The foregoing discussion shall be considered our conclusions of law, in addition to which we conclude specifically that the court has jurisdiction over the parties to and the subject matter of this litigation.
Any statements of fact contained in the "Legal Discussion" not specifically found in the "Findings of Fact" are nevertheless additional findings of fact.
Contentions of the parties not discussed above have been fully considered and rejected.
The parties are directed to agree upon and submit a decree in accordance with the terms of the foregoing Opinion.NOTES
 Motions for directed verdicts were granted in favor of Barr and Slawek.
 It is entirely possible that, in order to interpret this agreement "in accordance with the laws of the STATE OF TEXAS," we would employ Texas' choice of law rules. An enlightened choice of law rule would refer to Pennsylvania law on the present facts because Pennsylvania is the jurisdiction most concerned with the validity and performance of restrictive covenants governing employment relations with its borders.
 See National Chemsearch Corporation of New York, Inc. v. Bogatin, 233 F. Supp. 802 (E.D.Pa.1964).

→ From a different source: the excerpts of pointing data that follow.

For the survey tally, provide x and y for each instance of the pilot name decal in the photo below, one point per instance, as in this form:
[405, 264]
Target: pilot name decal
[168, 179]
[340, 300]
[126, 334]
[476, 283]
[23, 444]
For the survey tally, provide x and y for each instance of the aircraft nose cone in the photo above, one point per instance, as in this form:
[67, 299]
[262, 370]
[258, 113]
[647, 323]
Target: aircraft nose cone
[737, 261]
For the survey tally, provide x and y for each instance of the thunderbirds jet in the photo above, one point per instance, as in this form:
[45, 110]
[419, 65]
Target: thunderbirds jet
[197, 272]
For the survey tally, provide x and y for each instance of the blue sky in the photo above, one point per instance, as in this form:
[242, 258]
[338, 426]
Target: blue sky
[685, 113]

 Defendants confuse the law of restrictive covenants with that of "trade secrets." See Capital Bakers, Inc. v. Townsend, supra, 426 Pa. at 192, 231 A.2d 292.
 For example, consider the covenant against divulging confidential information.
 The covenants and portions of covenants which we have found to be unreasonable are unenforceable in equity. Under the law in Pennsylvania, however, as recently articulated in Krauss v. M. L. Claster & Sons, Inc., 434 Pa. 403, 254 A.2d 1 (1969), damages would be recoverable for breaches even of covenants unreasonably broad to the extent that they are actually proven. There has been no such proof here.
 Plaintiffs made no claim for damages resulting from the need to hire and train replacements.
 Plaintiffs do not seek such damages against the individual defendants for their participation in the conspiracy to assist each other and Malter in breaching the covenants. This kind of claim would also fall within the language of Section 914 but because of the even more intimate relation of conspiracy of the individuals with the individual breaches presents a more difficult question than the one with which we are faced.
 Although Rubinson is required to render an accounting of any commissions and overrides he received as a result of the solicitation of the plaintiffs' business in violation of the covenants, we do not believe that this is the equivalent of the award of compensatory damages necessary before punitive damages may be recovered. Such an accounting depends not upon injury to the plaintiff, but upon profits made by a wrongdoer from his illegal acts.